Expectations of Random Sets and Their Boundaries Using Oriented Distance Functions

TL;DR

This paper introduces new definitions for the expected set and boundary in shape estimation using oriented distance functions, offering properties like convexity preservation and consistency in empirical estimation.

Contribution

It proposes novel expectation definitions based on oriented distance functions, including properties, empirical estimators, and loss functions for set inference.

Findings

Expected boundary estimator shown to be consistent

New expectation definitions preserve convexity and are equivariant

Empirical and theoretical examples illustrate the approach

Abstract

Shape estimation and object reconstruction are common problems in image analysis.

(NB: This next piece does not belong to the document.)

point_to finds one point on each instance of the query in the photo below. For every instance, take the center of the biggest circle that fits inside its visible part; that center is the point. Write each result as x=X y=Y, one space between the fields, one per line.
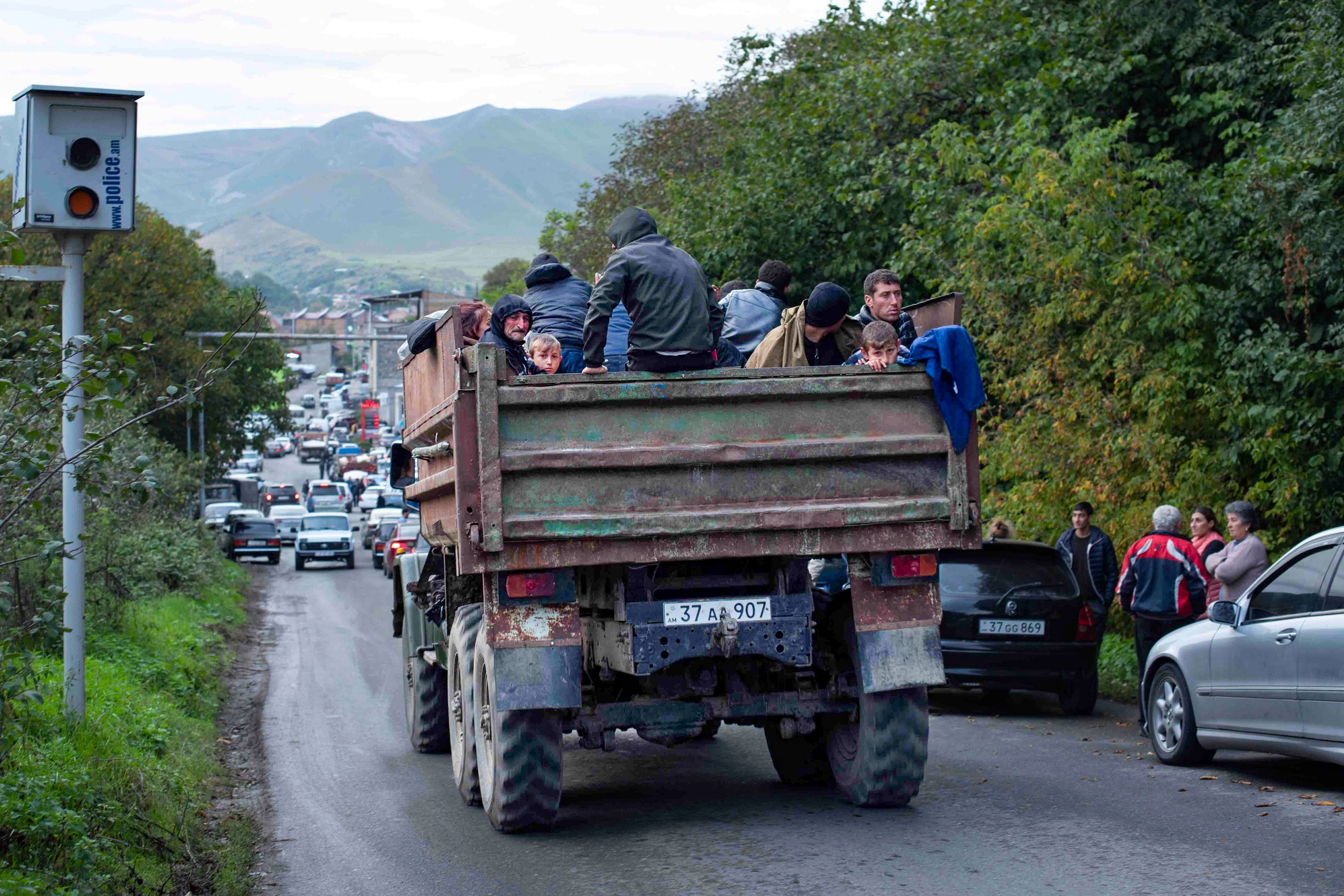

Mathematically, viewing objects in the image plane as random sets reduces the problem of shape estimation to inference about sets. Currently existing definitions of the expected set rely on different criteria to construct the expectation. This paper introduces new definitions of the expected set and the expected boundary, based on oriented distance functions. The proposed expectations have a number of attractive properties, including inclusion relations, convexity preservation and equivariance with respect to rigid motions. The paper introduces a special class of separable oriented distance functions for parametric sets and gives the definition and properties of separable random closed sets. Further, the definitions of the empirical mean set and the empirical mean boundary are proposed and empirical evidence of the consistency of the boundary estimator is presented. In addition, the paper gives loss functions for set inference in frequentist framework and shows how some of the existing expectations arise naturally as optimal estimators. The proposed definitions of the set and boundary expectations are illustrated on theoretical examples and real data.